The Leaf label is where Beautiful Seizure and all of volcano!’s works were released. UK based and primarily electronic, one might wonder how a Chicago experimental rock group found their way onto this label. An excerpt from the Leaf label’s Beautiful Seizure review reveals that “for the first time in their history, they’ve[Leaf Label] found a rock band fit for inclusion.” Despite being a rock band, volcano! uses a lot of electronic and experimental elements and are able to fit in on a majority electronic lineup. Beautiful Seizure is a chaotic, genre-clashing, whiplash-inducing collection of songs that buries its intricacies and orchestrated complexities in its haphazard noise.
Fire Fire, the third track on Beautiful Seizure, starts off with slow guitar musings and sparse cymbal hits. Soon the two instruments build into a noisy distorted melody, pulling back only when the vocals come in, slurring “Fire fire,” along with the melody. The instrumentals kick back in, disjointed and chaotic, building as the vocalist comes back in matching the mania of the sound. At this point the drums drive the vocalist’s chanting of sensual lyrics until he breaks out into a Tom Yorke-esque wail. There’s a couple really cool guitar breakdowns held together by a walking bassline that are only interrupted by periods of whispering vocals, ticking percussion, and screeching electronic noise. It’s a very dynamic song, moving through sorrow, lust, and rage. These phases of the song are mainly expressed by the instrumentals; the lyrics seem to be morphed to fit in with the overall sound.

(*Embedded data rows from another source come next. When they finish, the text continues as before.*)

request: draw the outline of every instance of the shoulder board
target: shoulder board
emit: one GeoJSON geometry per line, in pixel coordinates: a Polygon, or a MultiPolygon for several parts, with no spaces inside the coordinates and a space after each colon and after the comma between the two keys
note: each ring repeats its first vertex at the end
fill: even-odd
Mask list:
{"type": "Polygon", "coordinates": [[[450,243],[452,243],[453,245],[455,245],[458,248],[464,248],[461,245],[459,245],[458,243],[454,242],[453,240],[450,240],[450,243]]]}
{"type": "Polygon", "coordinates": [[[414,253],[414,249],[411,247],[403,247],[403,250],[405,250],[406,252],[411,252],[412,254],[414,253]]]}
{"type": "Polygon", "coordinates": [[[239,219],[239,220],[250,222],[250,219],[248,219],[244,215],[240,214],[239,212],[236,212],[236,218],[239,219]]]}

Larchmontt’s Arrival sounds like it was made by aliens. It’s a little over a minute long and is the second of three interludes on the album, the other two being Kalamazoo and Before the Suburbs. All of these short tracks fit together and speak to one another; the moods are all different but they all seem to describe the different atmospheres of the album. The entirety of Larchmontt’s Arrival is a bubbling, granular tape loop broken up by sharp, reverberating 8-bit cymbal hits. The fractured nature of this track points to a sonic manipulation employed in the electroacoustic genre. Though short and sparse, the song sticks to its name, portraying the arrival of some awful extra-terrestrial being. Kalamazoo is quite different from Larchmontt’s Arrival, it’s a minimal guitar piece accompanied by bells and whistling wind, a very whimsical and natural sounding interlude. A sort of cross between the two other interludes, Before the Suburbs uses a similar sounding tape manipulation to Larchmontt’s Arrival, though is much more subdued, sounding like a creek on a quiet summer night.
Beginning with an explosion of electronic noise and moans held together by precise drumming, Red and White Bells is a 9-minute epic of a song. The vocalist cries out in desperation as the guitar loops an anxiety-inducing bar, singing of an artist whose only escape from the world’s disapproval is their chronic seizures. The vocalist is almost an actor on this track, dipping in and out of mania: paranoid and aggressive then gently somber then babbling into insanity. The song crawls toward its slower back half stripping to a minimal melody until its eventual accompaniment by ringing tones and occasional bursts of guitar noise or electronic whirring heard at the start of the track. The whirring and noise continue to build, the spontaneous outbursts become more frequent, until they build to a wall of noise. Though it starts and ends with noise from the same instruments, the sound is completely different. On this track we witness a full arc of pain and isolation, the ending as loud and distorted as the beginning with an audible change – for better or worse.
Though this review describes individual songs, Beautiful Seizure is an album that deserves to be listened to all the way through. It truly is a continuous piece, the songs flow into one another, connecting fragmented sounds and ideas and referring back to sonic motifs. Overall the album is haywire, noisy, and disordered, but as you listen you can hear that underneath the chaos and noise are impressively structured improvisations.
As a Music Director, it’s such a cool experience listening to albums added to the KCSB music library by past Music Directors. There is such a dense amount of music in the library and the albums are sorted alphabetically by genre, so within any given section there is a vast range of music tastes and reviews. When this album came out, programmers would pick out CDs from the library to play on their shows, relying on focus tracks and reviews for suggestions. Nowadays, many of our djs use streaming services, I’m no exception, but I’m very grateful that KCSB preserves and maintains this collection of music. My hope is that this review of a 2006 add will convince some of you to check out the music library, tune into Dispatches from the Library, or come to music or library committee meetings where we review music to be put into the library.